There is nothing magic about the fifth dose, instead, serum levels should be drawn at
steady-state (approximately four times the half-life). Before ordering levels, one should
attempt to estimate half-life and time to steady-state. Definitive conclusions are not
possible with pre-steady state levels.
- Evaluate serum levels critically
It is likely that the high trough level on 12/2 was not a true reflection of the
dose because it is completely out of context with the empiric model. We must be
cautious when evaluating serum levels. Nursing may administer the dose incorrectly,
pharmacy may prepare the dose incorrectly, the phlebotomist may draw the level incorrectly
or the laboratory may analyze it incorrectly. When serum levels are so out of context,
consider ordering another set of levels before making a drastic dose change.

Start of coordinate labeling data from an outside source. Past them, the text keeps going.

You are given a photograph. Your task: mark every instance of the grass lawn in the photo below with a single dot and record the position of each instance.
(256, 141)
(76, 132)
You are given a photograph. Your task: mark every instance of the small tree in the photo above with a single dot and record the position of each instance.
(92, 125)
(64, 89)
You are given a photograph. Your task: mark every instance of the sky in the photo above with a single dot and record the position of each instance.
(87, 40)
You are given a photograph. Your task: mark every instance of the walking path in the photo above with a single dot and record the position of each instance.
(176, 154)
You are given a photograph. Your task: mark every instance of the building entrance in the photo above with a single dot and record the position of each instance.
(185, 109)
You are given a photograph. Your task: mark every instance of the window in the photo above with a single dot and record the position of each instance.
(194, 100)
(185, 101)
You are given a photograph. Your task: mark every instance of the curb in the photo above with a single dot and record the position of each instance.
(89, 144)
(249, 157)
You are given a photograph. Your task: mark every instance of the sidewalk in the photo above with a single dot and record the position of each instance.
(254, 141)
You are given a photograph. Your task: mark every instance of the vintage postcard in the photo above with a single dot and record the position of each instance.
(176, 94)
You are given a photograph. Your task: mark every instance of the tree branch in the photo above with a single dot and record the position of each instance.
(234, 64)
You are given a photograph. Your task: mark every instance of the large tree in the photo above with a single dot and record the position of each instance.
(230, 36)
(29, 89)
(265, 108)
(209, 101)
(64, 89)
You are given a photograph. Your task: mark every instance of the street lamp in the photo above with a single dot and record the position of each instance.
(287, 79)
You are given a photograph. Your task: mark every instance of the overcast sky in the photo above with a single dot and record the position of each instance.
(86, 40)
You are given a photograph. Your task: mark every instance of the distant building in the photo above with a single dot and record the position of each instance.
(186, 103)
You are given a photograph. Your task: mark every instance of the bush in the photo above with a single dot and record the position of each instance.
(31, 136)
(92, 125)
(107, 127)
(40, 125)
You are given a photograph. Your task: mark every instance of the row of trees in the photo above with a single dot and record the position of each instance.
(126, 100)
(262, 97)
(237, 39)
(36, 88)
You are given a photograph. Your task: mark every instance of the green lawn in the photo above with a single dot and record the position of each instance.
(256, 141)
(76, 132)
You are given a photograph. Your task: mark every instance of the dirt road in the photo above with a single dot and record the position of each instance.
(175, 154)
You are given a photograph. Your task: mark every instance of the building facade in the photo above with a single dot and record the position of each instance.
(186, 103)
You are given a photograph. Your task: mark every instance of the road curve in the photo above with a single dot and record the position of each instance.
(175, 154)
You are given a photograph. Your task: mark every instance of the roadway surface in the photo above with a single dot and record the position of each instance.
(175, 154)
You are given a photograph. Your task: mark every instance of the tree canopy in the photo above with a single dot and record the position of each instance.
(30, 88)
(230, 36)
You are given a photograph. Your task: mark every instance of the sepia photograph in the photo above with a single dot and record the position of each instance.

- Avoid drastic dose changes
The patient was prescribed 2g/day then 1g/day then 500mg/day then back up to 1g/day.
Large dose changes may cause "see-saw" serum levels which are nearly impossible to
evaluate, leading to dose chasing. Instead, if the levels are high, estimate the
half-life and hold the next dose long enough to allow the trough level to drop down
to normal. Then decrease the maintenance dose, but don't make a 100% change. The high
trough level on 12/2 was likely a holdover from the original dosing regimen, the
dose should have been held to allow the trough to fall to WNL, followed by a modest
change in dose.
- Be aware of accumulation
The last two sets of levels seem to indicate accumulation of vancomycin. There are
recent data to suggest that prolonged treatment with vancomycin (>10 days) may result
in a decline in the drug's clearance despite stable renal function.
Recommended Reading
- Bauer, Larry A.
Applied Clinical Pharmacokinetics 3rd edition.
McGraw-Hill. 2014.
- Burton M, Shaw L, Schentag J, Evans W (eds):
Applied Pharmacokinetics and Pharmacodynamics, 4th edition.
San Francisco, CA. Applied Therapeutics, 2005.